Prime Minister Drew, who will also be the guest of honour at Ghana’s 69th anniversary of independence on March 6, said that his visit “gives us the opportunity for our peoples to connect and the tangible opportunities that can come from that connection.
“In terms of our people-to-people connection, why should our people have to go to the north to get to the south or to get to Ghana? There should be direct communication between Ghana and West Africa, and between Ghana and the Caribbean, and between Ghana and St. Kitts and Nevis, so that our people don’t have to travel anywhere else to connect among ourselves.

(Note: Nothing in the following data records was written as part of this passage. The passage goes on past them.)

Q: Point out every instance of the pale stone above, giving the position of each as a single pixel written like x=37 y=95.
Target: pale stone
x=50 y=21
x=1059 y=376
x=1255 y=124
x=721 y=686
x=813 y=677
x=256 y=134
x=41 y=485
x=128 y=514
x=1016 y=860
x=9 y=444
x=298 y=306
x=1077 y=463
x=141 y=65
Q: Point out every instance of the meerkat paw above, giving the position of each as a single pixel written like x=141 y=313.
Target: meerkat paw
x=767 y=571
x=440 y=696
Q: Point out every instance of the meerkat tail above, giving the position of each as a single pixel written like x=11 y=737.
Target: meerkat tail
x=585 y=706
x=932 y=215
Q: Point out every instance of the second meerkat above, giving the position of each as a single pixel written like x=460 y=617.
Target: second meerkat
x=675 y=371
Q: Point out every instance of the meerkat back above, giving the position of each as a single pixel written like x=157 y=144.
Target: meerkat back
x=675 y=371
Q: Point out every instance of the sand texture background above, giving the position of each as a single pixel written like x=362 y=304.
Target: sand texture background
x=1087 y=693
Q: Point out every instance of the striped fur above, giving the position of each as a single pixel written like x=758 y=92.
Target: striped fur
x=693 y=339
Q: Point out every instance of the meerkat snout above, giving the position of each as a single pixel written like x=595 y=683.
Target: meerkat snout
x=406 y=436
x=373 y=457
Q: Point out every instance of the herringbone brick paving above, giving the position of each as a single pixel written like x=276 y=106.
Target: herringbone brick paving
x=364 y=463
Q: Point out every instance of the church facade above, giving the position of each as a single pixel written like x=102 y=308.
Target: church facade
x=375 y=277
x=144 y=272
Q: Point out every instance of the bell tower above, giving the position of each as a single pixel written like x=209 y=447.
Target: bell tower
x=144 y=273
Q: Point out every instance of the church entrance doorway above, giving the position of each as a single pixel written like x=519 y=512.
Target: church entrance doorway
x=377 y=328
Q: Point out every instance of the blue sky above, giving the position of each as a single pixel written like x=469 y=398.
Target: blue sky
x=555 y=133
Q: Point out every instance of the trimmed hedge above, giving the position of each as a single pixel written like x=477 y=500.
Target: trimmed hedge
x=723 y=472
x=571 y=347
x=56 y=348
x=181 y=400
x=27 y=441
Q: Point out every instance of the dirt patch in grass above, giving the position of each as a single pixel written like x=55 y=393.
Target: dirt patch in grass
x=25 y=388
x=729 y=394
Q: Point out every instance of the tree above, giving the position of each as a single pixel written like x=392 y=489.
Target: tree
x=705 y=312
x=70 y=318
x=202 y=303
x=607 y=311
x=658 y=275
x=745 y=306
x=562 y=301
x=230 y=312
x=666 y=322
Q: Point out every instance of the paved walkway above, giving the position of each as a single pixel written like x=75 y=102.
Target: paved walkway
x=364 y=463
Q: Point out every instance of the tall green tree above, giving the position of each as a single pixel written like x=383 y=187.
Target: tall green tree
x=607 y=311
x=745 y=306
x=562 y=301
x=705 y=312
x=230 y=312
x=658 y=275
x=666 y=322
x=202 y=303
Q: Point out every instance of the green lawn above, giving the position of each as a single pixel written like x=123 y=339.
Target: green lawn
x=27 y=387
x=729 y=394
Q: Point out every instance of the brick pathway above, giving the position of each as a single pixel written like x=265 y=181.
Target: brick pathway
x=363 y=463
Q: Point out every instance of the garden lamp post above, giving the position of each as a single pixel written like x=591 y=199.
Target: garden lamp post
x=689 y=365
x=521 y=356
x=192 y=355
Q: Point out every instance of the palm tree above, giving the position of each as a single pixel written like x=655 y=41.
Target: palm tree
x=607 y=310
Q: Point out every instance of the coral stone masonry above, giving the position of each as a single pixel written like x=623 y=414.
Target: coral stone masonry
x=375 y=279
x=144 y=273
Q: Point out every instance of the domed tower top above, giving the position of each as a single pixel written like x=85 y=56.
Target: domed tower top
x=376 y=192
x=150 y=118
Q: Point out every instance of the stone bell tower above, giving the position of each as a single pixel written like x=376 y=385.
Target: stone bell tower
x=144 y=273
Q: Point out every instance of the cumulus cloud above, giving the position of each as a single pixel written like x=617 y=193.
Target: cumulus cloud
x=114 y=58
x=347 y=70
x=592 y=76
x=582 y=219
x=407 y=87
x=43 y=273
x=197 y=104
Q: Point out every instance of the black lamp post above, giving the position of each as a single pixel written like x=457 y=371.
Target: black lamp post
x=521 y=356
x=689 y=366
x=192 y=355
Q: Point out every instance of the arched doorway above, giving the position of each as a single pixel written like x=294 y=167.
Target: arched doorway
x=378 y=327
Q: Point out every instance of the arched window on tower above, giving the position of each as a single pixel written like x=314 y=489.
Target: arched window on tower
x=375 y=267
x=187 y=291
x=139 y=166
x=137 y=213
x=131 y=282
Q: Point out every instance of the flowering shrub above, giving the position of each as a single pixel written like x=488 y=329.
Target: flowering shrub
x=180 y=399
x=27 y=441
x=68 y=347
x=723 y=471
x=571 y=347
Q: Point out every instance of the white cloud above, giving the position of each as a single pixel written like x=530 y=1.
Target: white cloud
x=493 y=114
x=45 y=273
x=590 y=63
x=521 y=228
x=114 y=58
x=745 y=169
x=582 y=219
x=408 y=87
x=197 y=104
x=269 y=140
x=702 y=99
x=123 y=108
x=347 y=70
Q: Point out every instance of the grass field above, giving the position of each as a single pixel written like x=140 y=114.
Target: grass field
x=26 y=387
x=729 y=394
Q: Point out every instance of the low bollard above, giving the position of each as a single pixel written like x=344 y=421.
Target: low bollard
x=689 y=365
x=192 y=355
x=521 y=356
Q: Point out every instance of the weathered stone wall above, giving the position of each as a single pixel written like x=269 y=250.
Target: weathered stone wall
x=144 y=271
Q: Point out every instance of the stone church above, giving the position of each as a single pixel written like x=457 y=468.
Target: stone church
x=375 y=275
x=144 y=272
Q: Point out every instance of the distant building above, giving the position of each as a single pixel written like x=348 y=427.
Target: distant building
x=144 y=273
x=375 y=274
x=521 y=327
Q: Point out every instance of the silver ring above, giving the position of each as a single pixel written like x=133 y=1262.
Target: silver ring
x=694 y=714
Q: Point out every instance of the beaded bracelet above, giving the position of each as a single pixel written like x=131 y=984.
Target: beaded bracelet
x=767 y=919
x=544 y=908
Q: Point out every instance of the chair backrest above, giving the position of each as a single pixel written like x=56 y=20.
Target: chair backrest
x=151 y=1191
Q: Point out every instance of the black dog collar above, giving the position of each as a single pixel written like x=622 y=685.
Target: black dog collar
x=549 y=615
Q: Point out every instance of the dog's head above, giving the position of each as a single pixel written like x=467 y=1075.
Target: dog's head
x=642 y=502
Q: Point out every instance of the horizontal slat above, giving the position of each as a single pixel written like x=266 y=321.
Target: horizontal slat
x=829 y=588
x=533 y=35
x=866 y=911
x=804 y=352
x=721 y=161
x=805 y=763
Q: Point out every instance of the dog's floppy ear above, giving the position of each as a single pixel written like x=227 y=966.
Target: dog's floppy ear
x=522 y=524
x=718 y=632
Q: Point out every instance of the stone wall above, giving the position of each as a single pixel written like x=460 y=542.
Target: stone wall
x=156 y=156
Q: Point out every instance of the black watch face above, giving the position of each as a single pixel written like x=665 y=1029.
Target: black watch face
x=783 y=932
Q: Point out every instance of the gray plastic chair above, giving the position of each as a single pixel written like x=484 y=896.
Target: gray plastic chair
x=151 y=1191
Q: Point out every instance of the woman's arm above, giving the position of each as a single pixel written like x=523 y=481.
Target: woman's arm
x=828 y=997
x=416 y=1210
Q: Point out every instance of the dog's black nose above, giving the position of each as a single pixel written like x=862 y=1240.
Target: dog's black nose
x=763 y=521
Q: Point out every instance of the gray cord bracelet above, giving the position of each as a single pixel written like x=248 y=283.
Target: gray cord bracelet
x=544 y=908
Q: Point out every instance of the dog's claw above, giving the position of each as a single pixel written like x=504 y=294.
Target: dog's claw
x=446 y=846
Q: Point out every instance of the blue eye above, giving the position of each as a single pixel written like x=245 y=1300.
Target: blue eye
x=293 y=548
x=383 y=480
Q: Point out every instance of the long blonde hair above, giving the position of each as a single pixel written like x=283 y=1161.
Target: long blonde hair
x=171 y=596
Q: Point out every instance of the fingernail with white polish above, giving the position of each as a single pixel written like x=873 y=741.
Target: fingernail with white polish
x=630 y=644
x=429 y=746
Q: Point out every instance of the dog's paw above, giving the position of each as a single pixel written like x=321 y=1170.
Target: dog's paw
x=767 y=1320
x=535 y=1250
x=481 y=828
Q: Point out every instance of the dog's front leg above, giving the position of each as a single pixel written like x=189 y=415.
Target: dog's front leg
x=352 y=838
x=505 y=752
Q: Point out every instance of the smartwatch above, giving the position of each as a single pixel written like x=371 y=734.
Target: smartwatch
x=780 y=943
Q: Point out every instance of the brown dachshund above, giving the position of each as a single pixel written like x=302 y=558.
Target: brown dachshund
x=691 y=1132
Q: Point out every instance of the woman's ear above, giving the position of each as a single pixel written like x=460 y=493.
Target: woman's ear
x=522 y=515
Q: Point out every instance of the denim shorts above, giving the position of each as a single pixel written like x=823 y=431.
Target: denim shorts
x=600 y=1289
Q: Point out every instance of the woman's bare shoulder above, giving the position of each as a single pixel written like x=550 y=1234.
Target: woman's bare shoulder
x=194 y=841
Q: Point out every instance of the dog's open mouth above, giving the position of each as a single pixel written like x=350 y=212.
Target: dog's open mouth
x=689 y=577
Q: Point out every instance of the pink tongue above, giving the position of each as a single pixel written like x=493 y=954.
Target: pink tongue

“And that is why I welcome today the signing of the MOU for visa-free access for ordinary citizens or citizens who own ordinary passports,” Prime Minister Drew said, adding, “This will connect us tremendously”.
He said that another area of cooperation will be in the exchange of labour, saying, “I have heard that Ghana has a surplus of healthcare professionals, and the Caribbean has a dearth of healthcare professionals.
“Isn’t it good that you have these well-trained health professionals here in Ghana, and we have a scarcity of healthcare professionals?” Drew said, noting that “we already have several Ghanaian nurses who have come to St. Kitts and Nevis.
“They started to work, I think, within the last three to four weeks, and I can say to you without a doubt that they are well-received, they are well-trained, the people have received them well, and I’ve been asked to ask His Excellency, the President, for more Ghanaian nurses.
“And so after this visit, we will have, to some extent, or at least in a framework of nurses coming to St. Kitts and Nevis, in a greater quantity this year. Already, that is a tangible benefit for both countries, one supplying skilled labour and for our services with respect to healthcare being upgraded and being delivered to our people.”
Prime Minister Drew said that these are the type of collaborations that “we can do among ourselves and make ourselves self-sufficient as the African continent and as the Caribbean and in the framework as well of South-South cooperation”.
Drew also announced that the national choir of St. Kitts and Nevis is to visit Ghana for a cultural extravaganza,” and presenting our own culture to our people here in Ghana”.
He said that it will also be important to take this relationship between the Caribbean and Africa to the next level,” where our people would benefit tangibly and significantly.